Following several battles, Anime News Network enjoyed how Thorkell was used for the first time in the narrative for character relationships rather than more battles, even if he is still comical when compared with the others. The revelation of him being linked with Thors and emotional past with him was also well received by the critic. His second battle with Thorfinn was also found enjoyable for how much honor Thorkell displays when he is taken down despite losing an eye in combat. Manga.Tokyo still called him a "madman" for how he loves fighting and his betrayal of the Vikings, just to make such conflict more interesting to him. His first fight against Thorfinn was praised not only for how well animated it was but also because of how the two warriors used their own skills to fight as a result of possessing different builds.
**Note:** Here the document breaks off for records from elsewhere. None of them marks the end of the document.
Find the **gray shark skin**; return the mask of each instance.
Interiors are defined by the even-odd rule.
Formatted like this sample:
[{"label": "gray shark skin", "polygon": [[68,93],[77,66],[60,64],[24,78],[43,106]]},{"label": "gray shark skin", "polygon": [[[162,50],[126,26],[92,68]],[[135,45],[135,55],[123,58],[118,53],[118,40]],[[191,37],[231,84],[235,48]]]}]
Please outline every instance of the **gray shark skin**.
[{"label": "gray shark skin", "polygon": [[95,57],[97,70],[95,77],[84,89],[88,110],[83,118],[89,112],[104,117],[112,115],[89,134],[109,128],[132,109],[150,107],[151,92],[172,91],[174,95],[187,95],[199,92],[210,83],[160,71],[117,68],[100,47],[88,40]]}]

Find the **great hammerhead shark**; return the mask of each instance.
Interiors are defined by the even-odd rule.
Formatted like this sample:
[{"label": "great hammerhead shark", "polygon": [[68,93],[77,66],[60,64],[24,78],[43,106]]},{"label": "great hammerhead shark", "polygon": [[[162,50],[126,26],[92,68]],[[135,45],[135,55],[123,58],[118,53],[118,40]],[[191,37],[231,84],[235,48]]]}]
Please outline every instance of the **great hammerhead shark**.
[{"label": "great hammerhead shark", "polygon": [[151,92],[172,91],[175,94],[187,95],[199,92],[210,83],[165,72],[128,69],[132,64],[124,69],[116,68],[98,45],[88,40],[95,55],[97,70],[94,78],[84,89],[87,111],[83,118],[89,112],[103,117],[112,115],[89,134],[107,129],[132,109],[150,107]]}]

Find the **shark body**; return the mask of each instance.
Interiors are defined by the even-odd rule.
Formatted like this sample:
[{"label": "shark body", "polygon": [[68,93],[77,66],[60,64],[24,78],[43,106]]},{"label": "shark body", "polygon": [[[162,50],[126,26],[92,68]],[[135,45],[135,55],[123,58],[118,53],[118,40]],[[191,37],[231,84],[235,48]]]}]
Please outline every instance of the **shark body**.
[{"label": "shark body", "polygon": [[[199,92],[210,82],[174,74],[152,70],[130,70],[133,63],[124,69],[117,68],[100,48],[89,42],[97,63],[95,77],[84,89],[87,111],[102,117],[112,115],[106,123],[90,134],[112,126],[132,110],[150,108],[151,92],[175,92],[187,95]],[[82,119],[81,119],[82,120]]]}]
In summarizing his introduction, Manga.Tokyo called Thorkell "the actual fortress, not the bridge" due to his massive strength. But Why Tho said that while Thorkell's appearance in the second season was brief, he still had a powerful and ominous exchange with Canute that excited the reviewer to see him again in the next episodes.
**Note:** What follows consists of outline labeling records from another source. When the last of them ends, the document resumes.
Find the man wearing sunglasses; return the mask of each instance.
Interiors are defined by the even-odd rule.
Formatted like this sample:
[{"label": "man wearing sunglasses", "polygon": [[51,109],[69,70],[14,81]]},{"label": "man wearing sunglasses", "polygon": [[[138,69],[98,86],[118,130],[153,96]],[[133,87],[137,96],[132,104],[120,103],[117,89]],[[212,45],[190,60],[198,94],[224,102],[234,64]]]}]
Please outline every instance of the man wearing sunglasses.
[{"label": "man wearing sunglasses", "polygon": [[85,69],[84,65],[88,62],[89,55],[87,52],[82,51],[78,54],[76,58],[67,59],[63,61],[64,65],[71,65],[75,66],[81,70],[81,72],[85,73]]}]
Thorkell was often the subject of analysis. According to Ashley D. Lake from University of California, Riverside, Thorkell, Thorfinn, and Askeladd are described as war veterans who seek Thors' answer to what makes them true warriors. However, due to Thors' death and Thorfinn never being properly raised by his father, the three characters never understood his ideal. CBR stated that Yukimura took liberties with his take on Thorkell, as he is playful and often interested in Thors' honor while he is still connected with Canute. In "European Middle Ages are seen through the prism of Contemporary Japanese Literature", the medievalist Maxime Danesin noted Yukimura takes liberties while also borrowing elements from real life when writing the character of Thorkell, giving him supernatural strength as well as alternative relationship with Canute.